A LESSON IN HUMILITY
INVITED GUESTS MAKE EXCUSES
After he has healed the man suffering from dropsy, Jesus is still at the house of the Pharisee. Jesus observes other guests choosing prominent places at the meal, and he uses this as an opportunity to teach a lesson about humility.
“When you are invited by someone to a marriage feast,” Jesus says, “do not recline in the most prominent place. Perhaps someone more distinguished than you may also have been invited. Then the one who invited you both will come and say to you, ‘Let this man have your place.’ Then you will proceed with shame to take the lowest place.”—Luke 14:8, 9.
Jesus next says: “When you are invited, go and recline in the lowest place, so that when the man who invited you comes, he will say to you, ‘Friend, go on up higher.’ Then you will have honor in front of all your fellow guests.” This is much more than simply displaying good manners. Jesus explains: “For everyone who exalts himself will be humbled, and whoever humbles himself will be exalted.” (Luke 14:10, 11) Yes, he is encouraging his listeners to cultivate humility.
Then Jesus states another lesson for the Pharisee who invited him—how to provide a dinner that has real merit with God. “When you spread a dinner or an evening meal, do not call your friends or your brothers or your relatives or your rich neighbors. Otherwise, they might also invite you in return, and it would become a repayment to you. But when you spread a feast, invite the poor, the crippled, the lame, the blind; and you will be happy, because they have nothing with which to repay you.”—Luke 14:12-14.
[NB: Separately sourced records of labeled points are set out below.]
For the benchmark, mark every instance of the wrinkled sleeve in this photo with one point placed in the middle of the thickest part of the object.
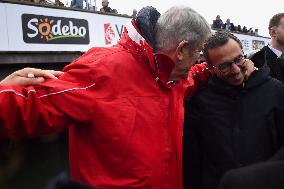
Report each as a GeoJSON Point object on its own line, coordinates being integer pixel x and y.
{"type": "Point", "coordinates": [46, 108]}
{"type": "Point", "coordinates": [197, 78]}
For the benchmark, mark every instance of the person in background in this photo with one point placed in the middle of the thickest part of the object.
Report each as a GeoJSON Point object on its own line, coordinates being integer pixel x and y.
{"type": "Point", "coordinates": [77, 4]}
{"type": "Point", "coordinates": [105, 8]}
{"type": "Point", "coordinates": [265, 175]}
{"type": "Point", "coordinates": [58, 3]}
{"type": "Point", "coordinates": [217, 23]}
{"type": "Point", "coordinates": [124, 132]}
{"type": "Point", "coordinates": [256, 32]}
{"type": "Point", "coordinates": [273, 54]}
{"type": "Point", "coordinates": [233, 121]}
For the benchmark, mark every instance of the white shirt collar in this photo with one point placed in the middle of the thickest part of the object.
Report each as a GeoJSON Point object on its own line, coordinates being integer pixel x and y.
{"type": "Point", "coordinates": [276, 51]}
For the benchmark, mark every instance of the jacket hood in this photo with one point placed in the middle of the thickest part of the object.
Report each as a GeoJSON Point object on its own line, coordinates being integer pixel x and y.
{"type": "Point", "coordinates": [139, 39]}
{"type": "Point", "coordinates": [257, 78]}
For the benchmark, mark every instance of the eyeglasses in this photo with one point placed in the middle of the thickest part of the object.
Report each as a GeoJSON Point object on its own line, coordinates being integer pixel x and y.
{"type": "Point", "coordinates": [226, 66]}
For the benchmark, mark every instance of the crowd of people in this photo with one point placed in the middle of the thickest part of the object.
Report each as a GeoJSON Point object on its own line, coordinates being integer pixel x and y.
{"type": "Point", "coordinates": [128, 132]}
{"type": "Point", "coordinates": [228, 25]}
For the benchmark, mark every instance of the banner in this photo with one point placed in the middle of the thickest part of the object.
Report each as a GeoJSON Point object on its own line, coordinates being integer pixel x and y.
{"type": "Point", "coordinates": [4, 46]}
{"type": "Point", "coordinates": [33, 28]}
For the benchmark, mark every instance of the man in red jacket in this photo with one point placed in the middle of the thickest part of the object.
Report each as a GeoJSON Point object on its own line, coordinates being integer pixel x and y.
{"type": "Point", "coordinates": [123, 105]}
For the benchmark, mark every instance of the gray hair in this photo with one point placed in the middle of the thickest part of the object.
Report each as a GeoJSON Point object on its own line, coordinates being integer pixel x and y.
{"type": "Point", "coordinates": [180, 23]}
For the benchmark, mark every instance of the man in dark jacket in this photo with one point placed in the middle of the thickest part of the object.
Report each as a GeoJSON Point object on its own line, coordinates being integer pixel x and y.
{"type": "Point", "coordinates": [232, 122]}
{"type": "Point", "coordinates": [273, 54]}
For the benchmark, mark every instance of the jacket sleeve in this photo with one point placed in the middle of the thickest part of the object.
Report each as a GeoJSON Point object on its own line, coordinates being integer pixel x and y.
{"type": "Point", "coordinates": [279, 110]}
{"type": "Point", "coordinates": [197, 78]}
{"type": "Point", "coordinates": [192, 153]}
{"type": "Point", "coordinates": [46, 108]}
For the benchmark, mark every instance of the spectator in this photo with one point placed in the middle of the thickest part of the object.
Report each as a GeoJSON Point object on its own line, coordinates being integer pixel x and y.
{"type": "Point", "coordinates": [228, 25]}
{"type": "Point", "coordinates": [239, 29]}
{"type": "Point", "coordinates": [134, 13]}
{"type": "Point", "coordinates": [250, 31]}
{"type": "Point", "coordinates": [230, 123]}
{"type": "Point", "coordinates": [245, 30]}
{"type": "Point", "coordinates": [58, 3]}
{"type": "Point", "coordinates": [217, 24]}
{"type": "Point", "coordinates": [106, 8]}
{"type": "Point", "coordinates": [125, 132]}
{"type": "Point", "coordinates": [114, 11]}
{"type": "Point", "coordinates": [267, 175]}
{"type": "Point", "coordinates": [77, 4]}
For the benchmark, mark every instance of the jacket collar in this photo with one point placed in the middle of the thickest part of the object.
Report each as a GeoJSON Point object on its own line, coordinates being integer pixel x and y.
{"type": "Point", "coordinates": [160, 65]}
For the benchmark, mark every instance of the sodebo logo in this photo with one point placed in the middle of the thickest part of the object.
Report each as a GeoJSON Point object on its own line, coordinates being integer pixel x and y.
{"type": "Point", "coordinates": [54, 30]}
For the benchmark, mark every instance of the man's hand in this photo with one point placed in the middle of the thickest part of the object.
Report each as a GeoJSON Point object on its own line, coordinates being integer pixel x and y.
{"type": "Point", "coordinates": [30, 76]}
{"type": "Point", "coordinates": [249, 67]}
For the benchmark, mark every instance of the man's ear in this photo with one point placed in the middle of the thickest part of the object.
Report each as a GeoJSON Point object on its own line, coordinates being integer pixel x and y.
{"type": "Point", "coordinates": [182, 49]}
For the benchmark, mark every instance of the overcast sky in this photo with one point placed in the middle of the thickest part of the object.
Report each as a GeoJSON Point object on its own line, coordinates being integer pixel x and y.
{"type": "Point", "coordinates": [251, 13]}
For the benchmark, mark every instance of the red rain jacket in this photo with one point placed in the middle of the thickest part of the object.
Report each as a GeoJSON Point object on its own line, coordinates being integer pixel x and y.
{"type": "Point", "coordinates": [125, 122]}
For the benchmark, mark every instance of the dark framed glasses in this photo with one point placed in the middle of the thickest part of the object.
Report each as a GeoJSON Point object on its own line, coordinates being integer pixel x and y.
{"type": "Point", "coordinates": [226, 66]}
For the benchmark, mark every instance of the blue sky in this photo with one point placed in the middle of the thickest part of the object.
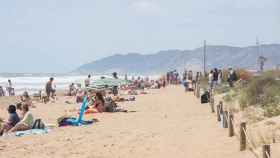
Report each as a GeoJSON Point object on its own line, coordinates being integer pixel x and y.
{"type": "Point", "coordinates": [60, 35]}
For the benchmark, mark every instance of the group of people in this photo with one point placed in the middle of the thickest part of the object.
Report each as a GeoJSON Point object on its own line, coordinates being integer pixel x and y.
{"type": "Point", "coordinates": [216, 76]}
{"type": "Point", "coordinates": [172, 77]}
{"type": "Point", "coordinates": [9, 89]}
{"type": "Point", "coordinates": [20, 119]}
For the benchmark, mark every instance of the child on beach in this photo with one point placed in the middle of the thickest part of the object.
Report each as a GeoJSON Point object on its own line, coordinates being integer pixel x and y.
{"type": "Point", "coordinates": [12, 121]}
{"type": "Point", "coordinates": [25, 99]}
{"type": "Point", "coordinates": [27, 121]}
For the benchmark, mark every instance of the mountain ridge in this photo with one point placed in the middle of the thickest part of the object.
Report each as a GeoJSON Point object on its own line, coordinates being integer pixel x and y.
{"type": "Point", "coordinates": [220, 56]}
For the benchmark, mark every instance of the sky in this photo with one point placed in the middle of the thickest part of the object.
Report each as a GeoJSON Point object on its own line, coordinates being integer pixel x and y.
{"type": "Point", "coordinates": [60, 35]}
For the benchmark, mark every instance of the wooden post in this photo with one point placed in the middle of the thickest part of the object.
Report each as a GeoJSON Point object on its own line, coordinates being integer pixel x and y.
{"type": "Point", "coordinates": [225, 119]}
{"type": "Point", "coordinates": [218, 112]}
{"type": "Point", "coordinates": [266, 151]}
{"type": "Point", "coordinates": [242, 136]}
{"type": "Point", "coordinates": [231, 128]}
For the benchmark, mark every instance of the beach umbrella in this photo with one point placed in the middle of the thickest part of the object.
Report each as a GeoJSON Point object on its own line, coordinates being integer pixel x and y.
{"type": "Point", "coordinates": [107, 83]}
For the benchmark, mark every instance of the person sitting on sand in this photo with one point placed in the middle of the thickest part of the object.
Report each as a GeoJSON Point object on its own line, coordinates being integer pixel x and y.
{"type": "Point", "coordinates": [27, 121]}
{"type": "Point", "coordinates": [12, 121]}
{"type": "Point", "coordinates": [25, 99]}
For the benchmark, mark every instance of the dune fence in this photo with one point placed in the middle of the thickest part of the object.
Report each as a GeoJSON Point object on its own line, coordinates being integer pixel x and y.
{"type": "Point", "coordinates": [226, 119]}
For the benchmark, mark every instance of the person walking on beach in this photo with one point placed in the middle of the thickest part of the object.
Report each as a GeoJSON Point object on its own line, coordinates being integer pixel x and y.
{"type": "Point", "coordinates": [2, 92]}
{"type": "Point", "coordinates": [220, 77]}
{"type": "Point", "coordinates": [210, 78]}
{"type": "Point", "coordinates": [232, 77]}
{"type": "Point", "coordinates": [50, 90]}
{"type": "Point", "coordinates": [10, 88]}
{"type": "Point", "coordinates": [87, 81]}
{"type": "Point", "coordinates": [215, 77]}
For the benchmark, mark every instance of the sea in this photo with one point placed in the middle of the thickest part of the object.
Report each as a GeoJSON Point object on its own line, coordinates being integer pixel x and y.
{"type": "Point", "coordinates": [32, 83]}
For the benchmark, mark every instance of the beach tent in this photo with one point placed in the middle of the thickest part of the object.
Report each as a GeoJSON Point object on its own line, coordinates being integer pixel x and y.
{"type": "Point", "coordinates": [78, 121]}
{"type": "Point", "coordinates": [107, 83]}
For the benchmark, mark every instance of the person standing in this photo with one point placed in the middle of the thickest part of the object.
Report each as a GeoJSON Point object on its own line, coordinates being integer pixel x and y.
{"type": "Point", "coordinates": [87, 81]}
{"type": "Point", "coordinates": [50, 90]}
{"type": "Point", "coordinates": [215, 77]}
{"type": "Point", "coordinates": [210, 78]}
{"type": "Point", "coordinates": [10, 88]}
{"type": "Point", "coordinates": [220, 77]}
It is natural to invite friends, relatives, or neighbors to a meal, and Jesus is not saying that this is wrong. He stresses, however, that providing a meal for the needy, such as the poor, crippled, or blind, can bring a rich blessing. Jesus explains to his host: “You will be repaid in the resurrection of the righteous ones.” A fellow guest concurs, saying: “Happy is the one who dines in the Kingdom of God.” (Luke 14:15) He sees what a privilege this would be. However, not all have such appreciation, as Jesus goes on to illustrate:
“A man was spreading a grand evening meal, and he invited many. He sent his slave out . . . to say to the invited ones, ‘Come, because everything is now ready.’ But they all alike began to make excuses. The first said to him, ‘I bought a field and need to go out and see it; I ask you, have me excused.’ And another said, ‘I bought five yoke of cattle and am going to examine them; I ask you, have me excused.’ Still another said, ‘I just got married, and for this reason I cannot come.’”—Luke 14:16-20.
Those are weak excuses! A man normally examines a field or livestock before the purchase, so it is not urgent to look at them afterward. The third man is not preparing to marry. He is already married, so that should not prevent him from accepting an important invitation. On hearing these excuses, the master angrily tells his slave:
“Go out quickly to the main streets and the alleys of the city, and bring in here the poor and crippled and blind and lame.” After the slave does so, there is still room. The master then tells his slave: “Go out to the roads and the lanes and compel them to come in, so that my house may be filled. For I say to you, none of those men who were invited will taste my evening meal.”—Luke 14:21-24.
What Jesus has just related well illustrates how Jehovah God had Jesus Christ extend an invitation to individuals to be in line for the Kingdom of the heavens. The Jews, especially the religious leaders, were the first to be invited. In the main, they rejected the invitation throughout Jesus’ ministry. But the invitation would not stop with them. Jesus clearly is suggesting that in the future a second invitation would be extended to lowly ones of the Jewish nation and to proselytes. Thereafter, there would be a third and final invitation to people whom the Jews viewed as unsuitable before God.—Acts 10:28-48.
Yes, what Jesus is saying truly confirms the words of one of his fellow guests, who said: “Happy is the one who dines in the Kingdom of God.”